Whole Genome Sequencing and a New Bioinformatics Platform Allow for Rapid Gene Identification in D. melanogaster EMS Screens

Abstract

Forward genetic screens in Drosophila melanogaster using ethyl methanesulfonate (EMS) mutagenesis are a powerful approach for identifying genes that modulate specific biological processes in an in vivo setting. The mapping of genes that contain randomly-induced point mutations has become more efficient in Drosophila thanks to the maturation and availability of many types of genetic tools. However, classic approaches to gene mapping are relatively slow and ultimately require extensive Sanger sequencing of candidate chromosomal loci. With the advent of new high-throughput sequencing techniques, it is increasingly efficient to directly re-sequence the whole genome of model organisms. This approach, in combination with traditional chromosomal mapping, has the potential to greatly simplify and accelerate mutation identification in mutants generated in EMS screens. Here we show that next-generation sequencing (NGS) is an accurate and efficient tool for high-throughput sequencing and mutation discovery in Drosophila melanogaster. As a test case, mutant strains of Drosophila that exhibited long-term survival of severed peripheral axons were identified in a forward EMS mutagenesis. All mutants were recessive and fell into a single lethal complementation group, which suggested that a single gene was responsible for the protective axon degenerative phenotype. Whole genome sequencing of these genomes identified the underlying gene ect4. To improve the process of genome wide mutation identification, we developed Genomes Management Application (GEM.app, https://genomics.med.miami.edu), a graphical online user interface to a custom query framework. Using a custom GEM.app query, we were able to identify that each mutant carried a unique non-sense mutation in the gene ect4 (dSarm), which was recently shown by Osterloh et al. to be essential for the activation of axonal degeneration. Our results demonstrate the current advantages and limitations of NGS in Drosophila and we introduce GEM.app as a simple yet powerful genomics analysis tool for the Drosophila community.

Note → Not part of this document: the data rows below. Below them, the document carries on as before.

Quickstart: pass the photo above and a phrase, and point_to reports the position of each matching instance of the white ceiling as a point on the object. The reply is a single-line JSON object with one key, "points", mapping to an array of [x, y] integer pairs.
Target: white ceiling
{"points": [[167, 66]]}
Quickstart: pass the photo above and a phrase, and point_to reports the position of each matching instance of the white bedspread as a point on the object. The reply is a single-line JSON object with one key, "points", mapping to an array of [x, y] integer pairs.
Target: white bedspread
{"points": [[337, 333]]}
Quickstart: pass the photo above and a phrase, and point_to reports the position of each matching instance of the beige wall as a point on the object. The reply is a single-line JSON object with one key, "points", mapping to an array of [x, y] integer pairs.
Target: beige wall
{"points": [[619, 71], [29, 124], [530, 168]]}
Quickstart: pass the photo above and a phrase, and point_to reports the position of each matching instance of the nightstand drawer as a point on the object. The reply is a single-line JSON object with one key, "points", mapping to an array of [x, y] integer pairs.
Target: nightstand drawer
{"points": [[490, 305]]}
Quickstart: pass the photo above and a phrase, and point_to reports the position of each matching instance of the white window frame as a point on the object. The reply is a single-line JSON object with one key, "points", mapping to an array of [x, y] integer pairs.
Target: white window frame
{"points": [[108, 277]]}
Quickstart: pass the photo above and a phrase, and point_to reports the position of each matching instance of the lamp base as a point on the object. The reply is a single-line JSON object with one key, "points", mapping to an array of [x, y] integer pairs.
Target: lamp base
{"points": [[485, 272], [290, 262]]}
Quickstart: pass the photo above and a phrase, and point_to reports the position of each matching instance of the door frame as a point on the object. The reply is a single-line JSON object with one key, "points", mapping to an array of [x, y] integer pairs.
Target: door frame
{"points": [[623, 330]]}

At a current cost of <$1,000 per genome, NGS should thus become a standard gene discovery tool in EMS induced genetic forward screens.

Figure 1

Distribution of detected SNVs not present in background on each chromosome.Purple bars represent the total number of SNVs that were observed in mutant genomes but not in the background genome. Green bars represent the number of SNVs that were G>A or C>T transitions. Red bars represent the number of nonsynonymous or splice-site SNVs that were not present in the wild-type genome and detected in the mutant genomes. Blue bars represent the number of nonsynonymous and splice-site SNVs that were G>A or C>T transitions.

Figure 2

Filtering strategies used for gene identification by whole genome sequencing. Each box lists the number of genes with one or more protein-coding SNV (cSNV). Columns show the effect of requiring that one or more cSNV be observed in each of one to three mutant flies. Rows show the effect of filtering variants that meet certain analysis criteria. Row 6 displays the effect of including 8 samples from different screens in analysis.

Figure 3

Mutation density on chromosome 3L in screen (N = 3). (A) Screenshot of chromosome 3L with custom tracks in the UCSC genome browser. The pink line displays all SNVs on chromosome 3L that were detected in this screen. The navy line displays all heterozygous non-synonymous and splice-site SNVs on chromosome 3L not present in the wild-type fly. (B) Screen shot of ect4/dSarm with custom track displaying the location and conservation of the three ect4 mutations.

Figure 4

GEM.app bioinformatics pipeline and online graphical interface. (A) The systematic processes of the automated GEM.app bioinformatics pipeline. (B) Screenshot of the GEM.app form with some of the filtering options displayed. (C) The output of GEM.app query used to identify ect4 mutations. A subset of 34 total columns are shown. Links within the table (U, N, S, e) provide direct access to common resources, such as UCSC genome browser, NCBI, String gene networks, and Ensembl. Up to three tabs allow for parallel queries. Additional options include modifying filter settings, managing columns, and downloading results in an excel sheet.